Berlaku Zhalim Kepada Manusia Secara Etika, Seperti
Ghibah dan Mencerca
Tadi kita berbicara tentang taubat dari pelanggaran atas
hak-hak harta orang lain. Kemudian bagaimana kita bertaubat
dari hak-hak maknawi dan etis mereka. Seperti melakukan
penghinaan terhadapnya dengan ghibah, qadzaf (menuduh zina),
mengecam, mencela, menghinanya atau tindakan lainnya. Apakah
taubat dalam dosa seperti ini disyaratkan agar
memberitahukan orang yang ia zalimi itu, atau ia meminta
maaf dan ampunan darinya?. Ataukah juga ia memberitahukannya
bahwa ia telah berbuat zalim kepadanya, namun tidak
disyaratkan menyebutkan secara detail kezhalimannya itu?.
Ataukah kedua hal tadi tidak disyaratkan untuk mencapai
taubat dalam dosa seperti ini, namun cukup ia bertaubat
kepada Allah SWT tanpa memberitahukan dan tanpa meminta maaf
kepada orang yang ia tuduh dan ia kecam itu?

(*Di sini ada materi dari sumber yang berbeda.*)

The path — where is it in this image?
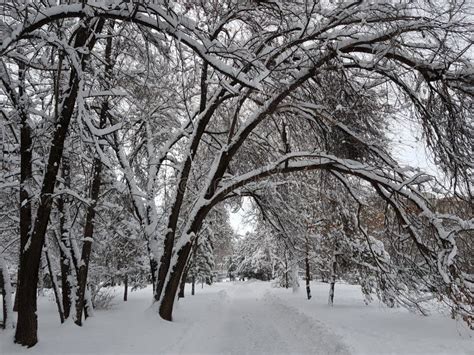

Dalam hal ini ada tiga pendapat:
Dari imam Ahmad ada dua riwayat pendapatnya dalam masalah
hukum qadzaf. Apakah orang yang menuduh zina (qadzif) itu
ketika bertaubat disyaratkan melakukan hal ini:
memberitahukan tindakannya kepada orang yang ia tuduhkan,
dan kemudian meminta maaf dari perbuatannya itu atau tidak?
Dan nantinya disimpulkan pula dari kedua hal itu tentang
cara taubat orang yang berghibah dan mencela
Dalam mazhab Syafi'i, Abi Hanifah dan Malik, disyaratkan
untuk memberitahukan detail kezhalimannya dan meminta maaf
atas perbuatannya itu. Seperti disebutkan oleh
sahabat-shahabat mereka dalam kitab-kitab mereka.
Orang yang mensyaratkan pemberitahuan dan meminta maaf
itu berdalil: karena dosa itu adalah hak manusia, maka hak
itu tidak hilang kecuali dengan meminta maaf dari dosa
tertentu itu dan meminta dibebaskan darinya.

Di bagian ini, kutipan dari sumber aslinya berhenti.